Re: Font colour changes in global substitutions

2016-08-02 Thread brian
On Mon, 1 Aug 2016 16:03:56 +, you wrote:

>On 01/08/2016 00:54, brian wrote:
>
>> is published via Amazon's 'print on demand' services. We send Amazon
>> the book as a PDF, they print a copy when somebody buys one. 
>
>Have you looked at the price difference between B and 4 colour
>printing? For this specific usage --- hearts and diamonds in red ---  is
>it worth the roughly six cents per page price difference?
>

That decision wasn't mine to make. The first two books in the series
had a LOT of hand diagrams and the person who was overseeing the
entire project decided that the cost of colour was justified.

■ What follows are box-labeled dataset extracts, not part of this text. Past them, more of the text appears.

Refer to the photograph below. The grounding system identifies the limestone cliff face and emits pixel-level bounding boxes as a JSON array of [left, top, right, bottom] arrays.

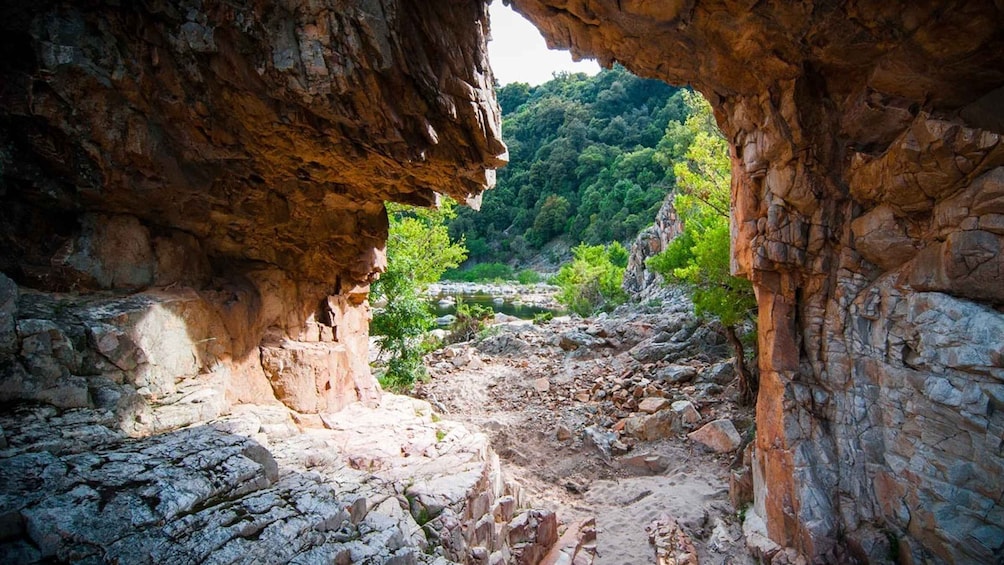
[[0, 0, 506, 419], [510, 0, 1004, 563]]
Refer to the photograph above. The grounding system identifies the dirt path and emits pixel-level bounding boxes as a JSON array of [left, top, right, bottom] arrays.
[[417, 301, 753, 565]]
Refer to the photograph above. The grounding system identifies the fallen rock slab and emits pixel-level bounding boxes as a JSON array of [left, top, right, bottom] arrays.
[[687, 418, 743, 454], [646, 514, 699, 565]]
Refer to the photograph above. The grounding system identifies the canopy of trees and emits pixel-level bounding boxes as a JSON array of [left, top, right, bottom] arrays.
[[450, 66, 689, 262], [647, 92, 757, 403]]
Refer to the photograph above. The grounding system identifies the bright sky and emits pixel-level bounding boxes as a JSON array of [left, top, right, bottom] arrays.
[[488, 0, 599, 85]]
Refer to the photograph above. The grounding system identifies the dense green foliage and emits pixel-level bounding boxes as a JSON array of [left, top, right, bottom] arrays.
[[554, 242, 628, 316], [450, 66, 688, 262], [443, 263, 516, 282], [369, 201, 467, 388], [647, 93, 756, 401], [447, 299, 495, 343]]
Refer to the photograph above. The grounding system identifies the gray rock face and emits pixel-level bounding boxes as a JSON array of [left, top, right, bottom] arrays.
[[623, 193, 684, 299], [0, 396, 570, 564], [511, 0, 1004, 563]]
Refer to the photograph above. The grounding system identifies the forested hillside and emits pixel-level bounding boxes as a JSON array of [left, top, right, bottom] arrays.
[[450, 66, 688, 262]]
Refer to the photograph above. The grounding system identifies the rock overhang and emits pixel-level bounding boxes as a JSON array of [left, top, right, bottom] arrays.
[[0, 0, 506, 289]]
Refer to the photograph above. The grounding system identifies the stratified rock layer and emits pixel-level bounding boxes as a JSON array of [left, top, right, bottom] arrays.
[[0, 0, 506, 417], [509, 0, 1004, 563]]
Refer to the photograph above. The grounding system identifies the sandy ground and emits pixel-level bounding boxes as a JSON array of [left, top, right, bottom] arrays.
[[417, 322, 754, 565]]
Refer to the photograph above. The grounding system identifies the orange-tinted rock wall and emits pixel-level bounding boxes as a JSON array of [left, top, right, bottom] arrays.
[[0, 0, 506, 421], [510, 0, 1004, 563]]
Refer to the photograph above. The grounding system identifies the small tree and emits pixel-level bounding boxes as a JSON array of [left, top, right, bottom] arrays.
[[646, 93, 758, 404], [369, 199, 467, 388], [554, 242, 628, 316]]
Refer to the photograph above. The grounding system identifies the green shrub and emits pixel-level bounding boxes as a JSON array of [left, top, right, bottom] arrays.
[[533, 312, 554, 324], [516, 269, 544, 284], [443, 263, 516, 282], [554, 242, 628, 317], [369, 201, 467, 390]]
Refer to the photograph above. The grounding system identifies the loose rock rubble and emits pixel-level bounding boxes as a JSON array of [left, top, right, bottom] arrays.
[[416, 290, 752, 564], [0, 394, 590, 564]]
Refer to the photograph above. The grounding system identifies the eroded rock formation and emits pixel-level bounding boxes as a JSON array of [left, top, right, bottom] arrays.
[[0, 0, 505, 412], [509, 0, 1004, 563], [0, 0, 514, 563]]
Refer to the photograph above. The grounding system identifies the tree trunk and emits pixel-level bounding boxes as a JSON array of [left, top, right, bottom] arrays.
[[725, 326, 759, 406]]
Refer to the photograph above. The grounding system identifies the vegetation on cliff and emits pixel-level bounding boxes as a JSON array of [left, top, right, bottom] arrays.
[[450, 66, 688, 263], [647, 93, 757, 403], [369, 199, 467, 387]]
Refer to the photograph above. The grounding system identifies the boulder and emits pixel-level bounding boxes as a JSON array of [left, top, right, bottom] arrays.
[[638, 396, 670, 413], [698, 359, 736, 386], [656, 364, 697, 384], [671, 400, 701, 428], [687, 418, 743, 454], [623, 410, 683, 442]]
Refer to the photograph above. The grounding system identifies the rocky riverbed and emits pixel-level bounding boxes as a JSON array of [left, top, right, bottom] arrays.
[[417, 291, 755, 565]]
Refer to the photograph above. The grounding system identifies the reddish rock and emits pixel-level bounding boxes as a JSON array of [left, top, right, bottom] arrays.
[[687, 419, 743, 453], [638, 396, 670, 413]]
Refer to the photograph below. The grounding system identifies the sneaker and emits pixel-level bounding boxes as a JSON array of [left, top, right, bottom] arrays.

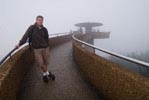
[[48, 72, 55, 80], [43, 76, 49, 83]]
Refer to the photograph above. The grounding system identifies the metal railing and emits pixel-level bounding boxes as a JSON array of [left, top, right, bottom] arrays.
[[0, 32, 69, 66], [72, 34, 149, 67]]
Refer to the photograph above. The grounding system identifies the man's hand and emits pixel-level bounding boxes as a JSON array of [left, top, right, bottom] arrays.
[[15, 45, 20, 49]]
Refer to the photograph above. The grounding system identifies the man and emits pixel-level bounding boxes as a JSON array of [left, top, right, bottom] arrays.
[[16, 16, 55, 82]]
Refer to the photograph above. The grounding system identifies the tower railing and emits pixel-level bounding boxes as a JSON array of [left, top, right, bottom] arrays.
[[72, 34, 149, 68]]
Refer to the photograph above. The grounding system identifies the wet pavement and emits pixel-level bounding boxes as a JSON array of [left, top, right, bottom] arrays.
[[18, 41, 103, 100]]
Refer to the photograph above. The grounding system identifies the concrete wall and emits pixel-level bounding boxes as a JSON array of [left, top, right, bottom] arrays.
[[73, 42, 149, 100], [0, 46, 34, 100], [0, 34, 71, 100]]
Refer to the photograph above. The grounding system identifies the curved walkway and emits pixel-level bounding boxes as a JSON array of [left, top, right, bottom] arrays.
[[18, 41, 103, 100]]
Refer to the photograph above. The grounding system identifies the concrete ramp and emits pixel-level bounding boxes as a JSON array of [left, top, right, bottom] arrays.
[[18, 41, 103, 100]]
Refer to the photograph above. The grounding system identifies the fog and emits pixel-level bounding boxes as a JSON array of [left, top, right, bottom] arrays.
[[0, 0, 149, 58]]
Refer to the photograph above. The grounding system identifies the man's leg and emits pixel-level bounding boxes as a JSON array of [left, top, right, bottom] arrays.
[[43, 47, 50, 75], [34, 49, 48, 82]]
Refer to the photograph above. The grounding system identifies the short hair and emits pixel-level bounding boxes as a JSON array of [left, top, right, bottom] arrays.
[[36, 15, 44, 20]]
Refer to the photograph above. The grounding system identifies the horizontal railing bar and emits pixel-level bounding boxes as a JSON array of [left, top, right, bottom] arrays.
[[0, 32, 69, 65], [49, 32, 70, 36], [72, 34, 149, 67]]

As
merely the author of most of one volume, I had no grounds on which to
dispute that decision. 

>For ebook formats (PDF, epub, mobi, fb2, etc) the major issue with
>colour is that most e-ink screens don't display them properly. For
>non-e-ink devices, colour is rendered correctly. As such, colouring
>hearts and diamonds in red is a non-issue.
>

Left to my own devices, I would have distributed them in purely
electronic format, but see above. The decision to go with physical
books wasn't mine to make. 


>> No conventional publisher would touch it with a barge pole.
>
>The organization that hired you to write the material is the publisher.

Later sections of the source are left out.